Their relationship takes a bad turn during the Battle of Corrin when faced with the human-shield situation. Erasmus has placed two million captive humans in an array of cargo containers rigged to explode once the human fleet advances, called the Bridge of Hrethgir. Vorian believes that sacrificing the captive humans is a necessary loss, but Abulurd disagrees. The two argue until Vorian relieves Abulurd of his command and has him confined to quarters. In a final attempt to save the captives, Abulurd deactivates the weapons for the entire fleet, making the Corrin attack more difficult and dangerous and eventually causing much higher casualties. Unknown to either, the robot Erasmus disabled the human shield programming, saving the humans in orbit. Following the victory, Abulurd is discharged and branded a coward by Vorian, though not branded a traitor like his grandfather Xavier, and banished from the League. After Abulurd is sentenced to exile on Lankeveil, his children hear stories about how their nobility had been stolen from them. When Abulurd dies of a fever, his sons claim it was Vorian Atreides who had brought the fever to destroy the Harkonnens. When House Harkonnen returns to the empire, their wild accusations at House Atreides are accepted as truth. Thus begins the feud between House Atreides and House Harkonnen.

===The Bene Gesserit===
The Sorceresses of Rossak take their final steps toward becoming the Bene Gesserit sisterhood when a resurgence of the machine plague occurs after the Great Purge. Raquella Berto-Anirul (granddaughter of Vorian Atreides) and Mohandas Suk, two doctors, arrive to assist with the new outbreak.
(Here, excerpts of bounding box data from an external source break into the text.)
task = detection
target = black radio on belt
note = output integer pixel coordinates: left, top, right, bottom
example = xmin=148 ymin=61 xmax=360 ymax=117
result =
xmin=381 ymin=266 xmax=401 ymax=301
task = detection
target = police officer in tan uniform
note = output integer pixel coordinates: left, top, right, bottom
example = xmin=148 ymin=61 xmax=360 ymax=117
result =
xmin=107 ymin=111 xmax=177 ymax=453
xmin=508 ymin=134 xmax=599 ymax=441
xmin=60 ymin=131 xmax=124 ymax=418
After being infected herself, Raquella makes a miraculous recovery due to substances found on the planet. Paranoid and feeling that the doctor might somehow usurp her power, the leader of the Sorceresses, Ticia Cenva, poisons Raquella with the Rossak drug. Rather than killing her, the ordeal awakens Other Memory within Raquella. She manages to internally convert the poison into a harmless substance, thus being the first to undergo what would later become the Spice Agony. Ticia kills herself, and it is implied that Raquella becomes the first Bene Gesserit Reverend Mother. After the Butlerian Jihad, Raquella assumes authority over the Sorceresses of Rossak and their breeding programs and founds the Bene Gesserit school of thought.

===The Suk School===
After the situation on Rossak is resolved, Mohandas Suk sets out on his mission to "form a medical school like none the League has ever seen". This, of course, is later known as the Suk School.

===The Guild===
Determined to find a solution to the space-folding problem, Norma Cenva experiments on herself by sealing herself inside a tank filled with gaseous melange. After mutating horribly, she finds out that she is capable of guiding a ship through foldspace. At the end of the book, Norma and her son administer the training for the next generation of Navigators. VenKee Enterprises continues to hold their monopoly over Space Folding and continues to strengthen their company, later transforming into the Guild of Navigators.

===The Mentats===
Erasmus continues his experiment with his ward Gilbertus Albans, whom he names his Mentat. After seventy years it becomes clear that the independent robot loves his "son" even though he has no problem brutalizing other humans. When Gilbertus sneaks onto one of the cargo haulers of the Bridge of Hrethgir containing a Serena Butler clone with whom he is infatuated, Erasmus disables the explosive trip mechanism in order to save him. In doing so, Erasmus dooms the entire machine empire. Realizing that hrethgir will rule the universe, he suggests to Gilbertus that he teach the other humans to "think efficiently". Erasmus apparently survives the battle when Gilbertus smuggles away his memory core.

===The Fremen===
During the rush for spice to aid with the retrovirus epidemic, many prospectors come to Arrakis. The novel follows the struggle between Ishmael, who wishes to follow strict Zensunni tradition, and his stepson El'hiim, who wants to profit from the off-worlders. Unable to sway El'hiim, Ishmael challenges him to a sandworm duel and loses. Though defeated, many of the Zensunnis choose to leave the community and follow Ishmael as Free Men of Arrakis.

==Reception==
Dune: The Battle of Corrin rose to #9 on The New York Times Best Seller list in its second week of publication.